Dans la trilogie Matrix, le conflit primordial se situe entre la puissance mentale des êtres humains et la puissance de l’Intelligence Artificielle qui ne fait que simuler le mental.

 

L’Homme contre les Machines

L’Agent Smith – qui n’est pas une simulation d’un être humain réel mais un duplicata humain parfait élaboré par l’Intelligence Artificielle – représente les Machines qui se sont rebellées contre leurs inventeurs. (Ce thème, bien sûr, n’est pas nouveau. Il joue un rôle central dans le film de Stanley Kubrick, “2001, l’Odyssée de l’Espace”, rédigé par Arthur C. Clarke, dans lequel HAL, un ordinateur superintelligent, se rebelle contre ses inventeurs et pirate une mission interplanétaire). Les Machines elles-mêmes sont des insectes géants horribles, munis de carapaces, de tentacules de pieuvres et de senseurs high-tech, qui pullulent comme des sauterelles au-dessus de la surface de la Terre. La planète a été détruite par la guerre nucléaire et l’atmosphère est plongée dans des ténèbres perpétuelles.

La vaste majorité des êtres humains ne naissent plus naturellement mais ils sont élevés dans des immenses banques cellulaires de cocons dans lesquels ils sont récoltés par les Machines auxquelles ils fournissent une énergie bioélectrique. Tous les corps, de ces êtres humains vivants, sont dans le coma, immergés dans un gel visqueux et monstrueusement connectés par des câbles coaxiaux à un système invisible qui simule un monde ressemblant à une vie urbaine ordinaire de la fin du 20ème siècle. Néo, qui est l’Elu prédestiné à libérer l’humanité de l’illusion de vivre dans un monde réel, doit tout d’abord prendre conscience que le monde dont il fut extrait et qu’il considéra totalement réel est en fait une «simulation neuronale interactive que nous appelons la Matrice».

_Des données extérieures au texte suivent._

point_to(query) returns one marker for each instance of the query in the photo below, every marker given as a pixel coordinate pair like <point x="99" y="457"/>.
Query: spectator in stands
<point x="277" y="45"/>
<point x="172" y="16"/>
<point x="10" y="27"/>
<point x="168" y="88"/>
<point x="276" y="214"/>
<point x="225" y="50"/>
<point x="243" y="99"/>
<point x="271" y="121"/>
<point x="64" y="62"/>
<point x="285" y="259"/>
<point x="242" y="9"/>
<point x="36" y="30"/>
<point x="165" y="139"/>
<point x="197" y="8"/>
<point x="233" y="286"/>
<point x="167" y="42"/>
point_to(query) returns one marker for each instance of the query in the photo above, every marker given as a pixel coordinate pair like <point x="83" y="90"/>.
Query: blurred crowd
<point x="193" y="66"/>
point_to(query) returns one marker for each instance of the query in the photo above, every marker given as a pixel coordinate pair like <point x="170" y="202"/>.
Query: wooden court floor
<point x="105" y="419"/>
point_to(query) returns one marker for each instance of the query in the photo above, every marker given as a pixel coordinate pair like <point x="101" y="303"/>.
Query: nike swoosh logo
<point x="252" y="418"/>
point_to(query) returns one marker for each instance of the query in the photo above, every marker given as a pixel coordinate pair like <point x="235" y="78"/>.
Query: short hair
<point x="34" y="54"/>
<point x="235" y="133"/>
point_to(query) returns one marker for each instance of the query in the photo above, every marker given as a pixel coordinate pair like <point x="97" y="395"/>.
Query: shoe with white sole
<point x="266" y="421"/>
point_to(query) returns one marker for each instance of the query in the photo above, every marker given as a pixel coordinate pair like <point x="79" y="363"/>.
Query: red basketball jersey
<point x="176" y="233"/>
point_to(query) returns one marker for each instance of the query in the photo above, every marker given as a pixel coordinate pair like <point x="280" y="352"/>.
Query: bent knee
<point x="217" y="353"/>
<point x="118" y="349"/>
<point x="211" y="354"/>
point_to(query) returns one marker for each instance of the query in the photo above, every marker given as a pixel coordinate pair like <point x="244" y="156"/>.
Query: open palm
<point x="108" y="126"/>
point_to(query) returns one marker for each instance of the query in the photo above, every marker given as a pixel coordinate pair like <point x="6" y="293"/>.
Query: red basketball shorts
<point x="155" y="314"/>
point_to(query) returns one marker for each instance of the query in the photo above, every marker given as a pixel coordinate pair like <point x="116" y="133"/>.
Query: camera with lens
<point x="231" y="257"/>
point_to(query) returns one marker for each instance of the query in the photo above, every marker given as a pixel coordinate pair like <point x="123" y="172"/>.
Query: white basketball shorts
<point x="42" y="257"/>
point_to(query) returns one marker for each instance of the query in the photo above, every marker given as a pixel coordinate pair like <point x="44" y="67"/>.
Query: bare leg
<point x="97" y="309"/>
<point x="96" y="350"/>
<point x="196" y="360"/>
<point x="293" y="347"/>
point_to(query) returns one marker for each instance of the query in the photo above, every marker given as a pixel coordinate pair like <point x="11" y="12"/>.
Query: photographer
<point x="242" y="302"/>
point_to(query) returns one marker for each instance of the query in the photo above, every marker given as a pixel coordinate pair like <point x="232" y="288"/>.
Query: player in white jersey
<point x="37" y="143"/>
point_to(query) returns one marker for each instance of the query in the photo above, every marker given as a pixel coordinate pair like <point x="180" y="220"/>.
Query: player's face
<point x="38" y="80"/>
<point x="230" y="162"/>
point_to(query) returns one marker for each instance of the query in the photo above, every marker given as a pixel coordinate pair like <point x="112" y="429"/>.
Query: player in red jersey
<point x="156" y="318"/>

Matrix fut filmé à Sidney en Australie, une ville ressemblant à n’importe quelle autre ville. Au début, le spectateur n’est pas conscient que les scènes qui se déroulent dans cet environnement ne sont que des simulations et non pas des événements de monde réel. Dans cette duplication parfaite d’une vie urbaine ordinaire, un message apparaît sur l’écran de l’ordinateur de Néo qui lui annonce: «Réveille toi Neo, la Matrice t’a…». Au moment où nous lisons ces mots, nous, les spectateurs, sommes également piégés dans la même illusion.

Le film leurre le spectateur non pas à croire que le monde simulé dans la Matrice est réel mais il les leurre à croire qu’il est possible de s’éveiller au sein de la simulation, tout comme on s’éveille dans un rêve lucide. La quête héroïque de Néo consiste à prendre conscience que, lorsqu’il réside dans la Matrice, il possède le pouvoir de la maîtriser par le biais de son propre mental. Dans cette finalité, Morpheus et son groupe de rebelles, qui ont extrait Néo de son cocon, décident de retourner avec lui, de leur plein gré, dans la Matrice afin qu’ils puissent tester leurs pouvoirs mentaux à l’encontre de l’Intelligence Artificielle qui pilote la simulation. De nombreuses scènes du film se déroulent comme si les personnages évoluaient dans un jeu-vidéo.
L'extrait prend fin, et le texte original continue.